Investors See Value in Oversold Oil Markets, ETFs | ETF Trends

Oil exchange traded fund traders are gluttons for punishment, raising their positions in an increasingly oversold market, even as other prominent market observers anticipate further pain ahead.

Over the past month, the United States Oil Fund (NYSEArca: USO), which tracks West Texas Intermediate oil, has plunged 24.5% while the United States Brent Oil Fund (NYSEArca: BNO) plummeted 25.2%. [Positioning for an Oil ETF Rebound?
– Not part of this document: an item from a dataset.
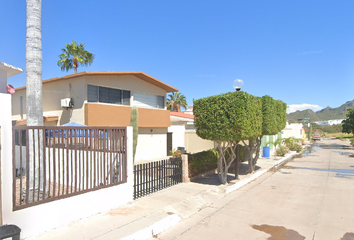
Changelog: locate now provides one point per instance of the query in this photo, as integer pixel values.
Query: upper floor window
(148, 100)
(108, 95)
Watch For Contango.]

Meanwhile, ETF investors funneled $935.3 million into USO and and added $21.2 million into BNO over the past month, according to ETF.com data.

“Speculators added net longs in oil for the second consecutive week, sending non-commercial positioning in the black gold to levels last seen in November,” according to Danske Bank, the Financial Times reports.

WTI crude oil futures are now trading around $46.4 per barrel and Brent crude oil futures are hovering near $47.8 per barrel, its lowest in almost six years.

Due to the heavy selling, Brent crude oil price’s 14-day relative strength index, a momentum gauge, has dipped to 15.7, near a historic low and trading in oversold territory,  Additionally, WTI crude oil reflects similar price movements and is trading 47% below its 200-day simple moving average, or two standard deviations below the long-term trend line.

Due to the excessively bearish pace in the oil market, technical analysts argue that oil is setting up for a snap back.